— Оцени.
Хозяин тянется к графину, я переворачиваю свой стакан вверх дном.
— Благодарствую, Михалыч, но напиваться мне не след.
— Аль собрался куда? И далече?
— День на дворе. Дел много. С какой радости гулеванить?
— Хмм…, — хозяин раздосадовано крутит головой, наливает себе полный стакан и выпивает, закусив новым для себя блюдом. Разжевав, улыбается.
— Нууу… подходяще! Хоть и господска еда, но вкусна.
— Таперича и ты не хуже господ! Своя икра, не покупная! Ты на хлеб ее намажь, тока не дави сильно, да лучка пару колец сверху. Кстати, икру с осетра и калуги почти также солят, как кетовую, а она дороже вдвое. Смекай.
Прожевав и глядя на меня в упор, без всяких следов веселости и хмеля, староста спрашивает:
— Что взамен попросишь? Или за спасибо навыком поделился? Говори уж… Михалыч.
Воот, сейчас самое главное и обсудим! Только без лишних ушей. Или нет? Рано! Сначала нужно договориться насчет пожить недельку-другую, а уже потом, в процессе так сказать… Изобразив одними губами улыбку, обратился к Клавке:
— А чаю в этом доме нальют?
Клавка вопросительно глянула на Михалыча, тот кивнул, она подскочила и загремела чайником у плиты. Староста прищурился:
— Ох и хитер ты, купца жохом назвал, да куда ему до тебя, ты прохиндей ишшо тот…

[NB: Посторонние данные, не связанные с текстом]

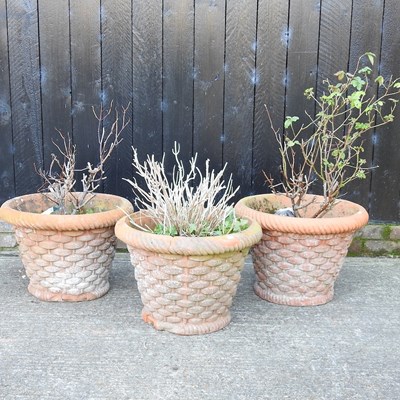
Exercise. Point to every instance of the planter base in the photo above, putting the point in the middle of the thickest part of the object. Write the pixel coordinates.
(187, 328)
(47, 295)
(67, 266)
(268, 295)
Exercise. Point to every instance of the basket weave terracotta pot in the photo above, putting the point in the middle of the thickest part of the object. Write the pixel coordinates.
(298, 259)
(186, 284)
(66, 257)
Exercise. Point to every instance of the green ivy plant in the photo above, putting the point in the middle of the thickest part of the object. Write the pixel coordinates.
(329, 147)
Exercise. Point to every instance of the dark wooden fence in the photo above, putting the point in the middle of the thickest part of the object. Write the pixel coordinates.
(196, 71)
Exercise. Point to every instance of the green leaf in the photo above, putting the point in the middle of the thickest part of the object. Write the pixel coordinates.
(340, 75)
(289, 121)
(358, 83)
(388, 118)
(309, 93)
(361, 126)
(365, 70)
(371, 57)
(361, 174)
(380, 80)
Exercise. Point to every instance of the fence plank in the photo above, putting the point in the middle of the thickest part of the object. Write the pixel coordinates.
(7, 189)
(302, 56)
(365, 36)
(55, 73)
(240, 80)
(25, 93)
(209, 81)
(334, 42)
(147, 77)
(385, 197)
(86, 77)
(178, 77)
(116, 21)
(272, 41)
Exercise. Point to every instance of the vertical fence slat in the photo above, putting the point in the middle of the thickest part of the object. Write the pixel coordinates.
(365, 36)
(25, 93)
(178, 77)
(209, 80)
(86, 77)
(270, 89)
(7, 189)
(55, 73)
(117, 86)
(302, 56)
(147, 77)
(240, 80)
(334, 41)
(385, 197)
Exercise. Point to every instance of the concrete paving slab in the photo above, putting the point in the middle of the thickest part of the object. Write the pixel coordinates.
(101, 350)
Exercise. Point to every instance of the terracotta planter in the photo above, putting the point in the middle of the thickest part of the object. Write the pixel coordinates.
(298, 259)
(186, 284)
(66, 257)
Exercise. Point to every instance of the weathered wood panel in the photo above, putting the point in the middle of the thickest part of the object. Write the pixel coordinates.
(178, 42)
(385, 193)
(209, 81)
(23, 42)
(55, 71)
(302, 56)
(334, 40)
(147, 58)
(7, 188)
(86, 77)
(366, 26)
(272, 40)
(240, 81)
(116, 58)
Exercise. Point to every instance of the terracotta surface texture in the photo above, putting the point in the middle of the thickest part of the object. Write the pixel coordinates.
(298, 259)
(187, 284)
(66, 258)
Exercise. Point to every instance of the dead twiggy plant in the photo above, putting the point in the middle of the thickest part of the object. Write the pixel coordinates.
(191, 204)
(59, 181)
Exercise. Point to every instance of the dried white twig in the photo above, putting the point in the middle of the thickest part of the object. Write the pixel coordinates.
(192, 204)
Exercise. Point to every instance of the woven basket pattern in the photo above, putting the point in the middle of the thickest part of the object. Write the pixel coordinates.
(298, 270)
(187, 295)
(67, 266)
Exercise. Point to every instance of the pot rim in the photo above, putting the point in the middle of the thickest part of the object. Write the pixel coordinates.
(195, 246)
(329, 225)
(26, 219)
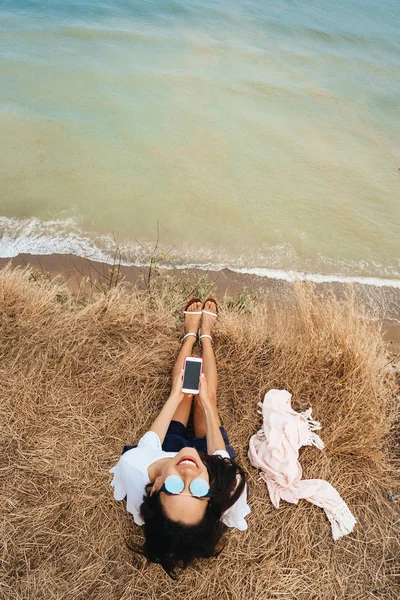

— Тот, не тот… Петро Михалыч, ты еще не раздумал меня изловить и посадить в холодную? А то Гришка с Тимохой с утра избу караулят, от крыльца не отходят, а под крыльцом ружья лежат. Клавдия на табуретке ерзает, чего-то ждет, аль боится, ты аж расстроился, когда я пить не стал. Опять же мальцов спровадил из дому. Давай напрямки, оно проще будет. А то удумаешь глупость какую, потом в дверях не разойдемся.
— Разойдемся. Так что хочешь?
— А пойдем-ка во двор. В доме ушей полно, не след им кой-чего слышать, многие знания…
— Во многие печали, знаю, Евангелие читал. Ты не думай, мы грамоту понимаем, не гольды, чай. Ну, пойдем. Намордник свой можешь не надевать, я сейчас Гришку с Тимохой на берег отошлю. А зачем такой? Иль ты все-таки разбойных дел мастер?
Достаю из нагрудного кармана телесного цвета тряпку, с прорезями для глаз и разворачиваю ее.
— Видишь шов фабричный? Это лыжная маска, ее мануфактуры для северных губерний шьют, для экспедиций и для солдат, чтобы служивые зимой лицо не обморозили. Легонькая, потому в кармане завсегда лежит, чтоб не забыть, а надобно — вот она.